NON-CARDIAC DISEASE-RELATED NON-IMMUNE FETAL HYDROPS

Many Genetic syndromes, chromosomal defects, metabolic syndromes, and conditions such as sacrococcygeal teratoma, TTTS, Vein of Galen aneurysm, and placental tumors could lead high-output hydrops (30). DV indices in all aspects will indicate cardiac compromise and possibly the outcome. It is interesting that DVPIV abnormalities in high-output hydrops is rarely seen compared to low-output hydrops cases.

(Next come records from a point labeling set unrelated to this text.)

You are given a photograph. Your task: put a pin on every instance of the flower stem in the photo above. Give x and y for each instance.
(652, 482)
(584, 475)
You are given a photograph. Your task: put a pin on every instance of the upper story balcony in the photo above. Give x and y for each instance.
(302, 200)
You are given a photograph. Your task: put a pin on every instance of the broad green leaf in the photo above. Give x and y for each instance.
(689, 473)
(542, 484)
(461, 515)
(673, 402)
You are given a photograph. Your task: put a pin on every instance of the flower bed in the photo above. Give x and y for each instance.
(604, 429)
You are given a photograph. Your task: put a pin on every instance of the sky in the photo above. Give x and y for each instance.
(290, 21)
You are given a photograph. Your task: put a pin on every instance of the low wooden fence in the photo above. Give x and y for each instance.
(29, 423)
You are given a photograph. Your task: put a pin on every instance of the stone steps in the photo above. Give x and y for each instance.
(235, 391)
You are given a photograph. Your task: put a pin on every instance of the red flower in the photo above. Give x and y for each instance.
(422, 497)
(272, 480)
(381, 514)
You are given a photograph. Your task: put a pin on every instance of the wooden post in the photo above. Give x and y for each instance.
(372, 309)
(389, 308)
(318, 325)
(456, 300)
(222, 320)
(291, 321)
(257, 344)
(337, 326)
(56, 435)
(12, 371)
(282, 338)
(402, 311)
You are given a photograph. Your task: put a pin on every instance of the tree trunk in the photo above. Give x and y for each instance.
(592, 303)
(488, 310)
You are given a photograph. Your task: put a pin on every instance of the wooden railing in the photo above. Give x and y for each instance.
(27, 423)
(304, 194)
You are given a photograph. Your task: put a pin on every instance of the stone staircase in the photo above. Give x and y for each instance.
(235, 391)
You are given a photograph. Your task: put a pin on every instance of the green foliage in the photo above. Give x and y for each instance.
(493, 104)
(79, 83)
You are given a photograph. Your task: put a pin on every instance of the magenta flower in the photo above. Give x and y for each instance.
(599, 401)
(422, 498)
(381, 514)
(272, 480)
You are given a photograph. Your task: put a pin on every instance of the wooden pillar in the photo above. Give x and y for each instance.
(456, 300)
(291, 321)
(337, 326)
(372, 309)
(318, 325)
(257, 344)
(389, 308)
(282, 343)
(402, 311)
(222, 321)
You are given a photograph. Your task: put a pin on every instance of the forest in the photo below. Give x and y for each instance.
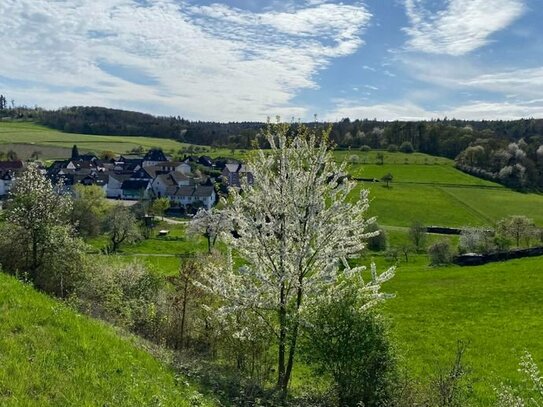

Particularly in high-output hydrops, anemia is the first finding due to hyper-dynamic circulation as a compensatory mechanism to the anemia; increased cardiac output decreases the forward flow resistance in DV; therefore, significant pattern changes in the ratios or a severe reversal of the a-wave cannot be seen in this particular group. In overall abnormal venous flow in DV, an absent or reversed a-wave, along with umbilical vein pulsation is strongly associated with fetal demise in hydropic fetuses (31). In light of these Doppler indices and their etiology, appropriate treatment and management options for higher-risk fetuses should be evaluated and initiated.

In conclusion, fetal conditions that are affected by cardiovascular deterioration must be assessed with DV Doppler examination. This assessment not only assists in directing management but also helps to predict the perinatal outcome. Detailed evaluation of forward cardiac function using velocity ratios is used to clarify the underlying cardiovascular pathology.